By Daniel Rodriguez | Dr. Budgets
I love it when we feature client success stories on the blog! Although we work with these clients for many months and see the progress they make through the coaching program, I love hearing their perspective on how much Dr. Budgets has helped them. It’s incredibly rewarding and I’m always proud of what they’ve accomplished.
This month, I wanted to do something different. Since Rachel had so many great quotes in her success story, I wanted to highlight some of my favorites with you:
“I think my total debt balance wasn’t because of one big splurge, but an accumulation of many years of small, poor decisions. Mostly, it was just me living outside of my means.”
Daniel: I see this a lot. When I work with clients who have a lot of credit card debt, it usually isn’t just one thing (a medical emergency, a big splurge) that caused them to go into debt. It is things like eating out too often, frequent trips to the coffee shop, buying lots of clothes… and, when you think about it, that’s unfortunate because they’re 1) usually still paying for purchases they made years ago, and 2) generally, they don’t have much to “show” for their debt… they ate the meals, drank the coffee and wore out (or threw out) their old clothes. They’re paying for the past (with interest!).
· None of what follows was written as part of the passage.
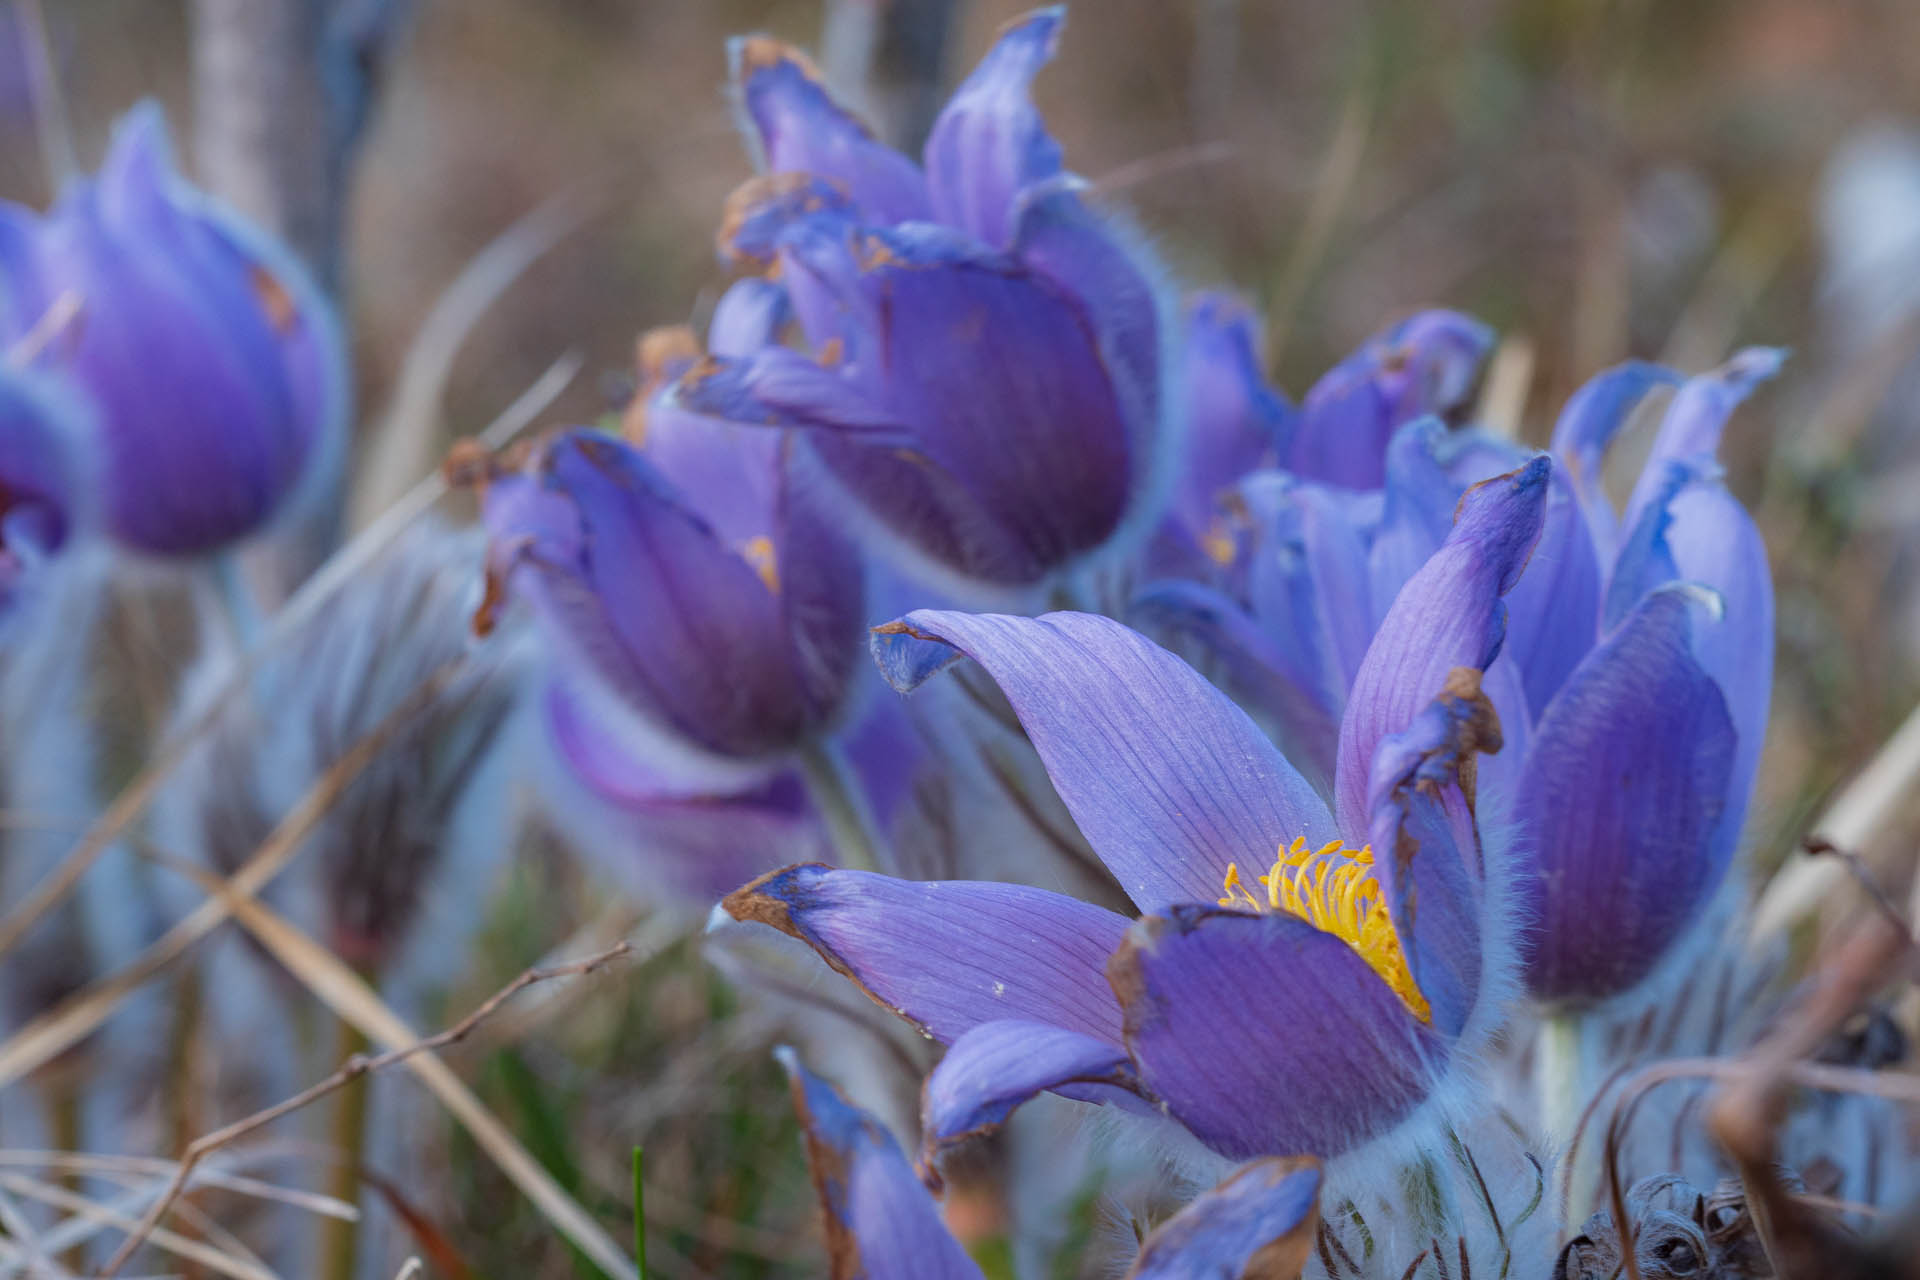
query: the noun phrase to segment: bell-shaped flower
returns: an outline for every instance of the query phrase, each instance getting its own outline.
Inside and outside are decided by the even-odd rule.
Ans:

“I felt like I never had a plan… money just came and went.”
Daniel: I see this a lot too! When you have a spending plan, you’re telling your money where to go instead of wondering where it went (that’s my favorite quote by John C. Maxwell).
“I’m in the financial services industry and I have access to thousands of financial advisers who can help me… if I had money. But, I didn’t have money, I had debt. Financial advisers don’t typically do budgeting.”
Daniel: It is a common misconception that financial advisers can spend a lot of time with their clients on their budget. This is simply not their area of expertise (which is why they are one of my biggest referral sources!). Financial advisers deal with investments, insurance, and their client’s overall financial picture… I know this because I used to be a financial adviser. If you’re looking for help with your day-to-day spending, then you need a money coach.
“(Looking at my spending) helped me to identify the things that are important to me (that I want to keep spending money on) and the things that aren’t – it helped me to spend with intention.”
Daniel: I love this. I’m probably going to write a whole blog post on the idea of spending with intention. When I work with clients, this is exactly what we want to achieve… it’s not about cutting spending, it’s about spending money on what’s important.
“I think that working with Dr. Budgets is really positive, supportive, and realistic. We started every session by looking at the progress toward on my goal (my goal tracker) and ended every conversation with accomplishments and recognition…”
Daniel: Even my own wife thought that our monthly money conversations were going to be uncomfortable! At Dr. Budgets we try to make the money conversations as painless as possible. We also talk to our clients about what they might need to improve in order to achieve their goals… people don’t necessarily like to hear “you can do better,” but after our clients achieve their financial goals, we hear time and time again “it was the accountability that got me here.”
“Also, I have money in my budget to contribute to charities and nonprofit organizations I support. With everything that’s happened lately, hurricanes and the fires in California, I feel good being able to say ‘yes! I have money to give to that’ without guilt.”
Daniel: I love this too! Charitable and nonprofit organization donations should be a part of your spending plan. My wife and I set money aside each month to contribute regularly to organizations we support, as well as extra money so that we can give when the opportunity arises, including school fundraisers, GoFundMe campaigns, and organizations that help in extreme times of need (like when hurricanes hit the southern states and Puerto Rico, or the terrible fires in Northern California). You should feel good (not guilty) about giving to these organizations!
“If you’re thinking about it, just have the conversation with a money coach and don’t be intimidated or embarrassed by the process… it’s simple. Doing the work is not always easy, but it’s achievable.”
Daniel: Yes! Please don’t be intimidated or embarrassed… there’s nothing to be ashamed of! And, yes, it will not always be easy… but the process is simple, and we want you to succeed.
“Just talking about money allowed me to put it out in the open and feel less shameful about my situation. I can talk to my parents now about money and debt. I’ve talked to others and learned they’re in similar situations. Many people go through difficult financial times, but don’t talk to anyone about it. It’s such a cause of anxiety for people. Even if you don’t talk to a money coach, talk to somebody. Money doesn’t need to be a source of stress for you.”
Daniel: I wrote about this quote in my recent newsletter. This quote, along with this A Cup of Jo blog post that my wife shared with me got me thinking about how we talk (or rather, don’t talk) about money. I talk about money all the time – it definitely isn’t taboo to me! But, I realize that many people don’t talk about money with friends or family… and I think that hurts them.
So, I’m encouraging you (as Rachel did) to talk to somebody about money if you aren’t already. Bring it up the next time you see your closest friend or tell your parents you want to have a conversation with them about it. It doesn’t have to be serious or even in-depth… simply saying “I’m trying to pay down a little debt… can we do happy hour instead of dinner?” (or coffee instead of drinks!) might be enough to lay the groundwork for an open dialogue.
I think that a lot of good can come from talking about money… so, why not start the conversation?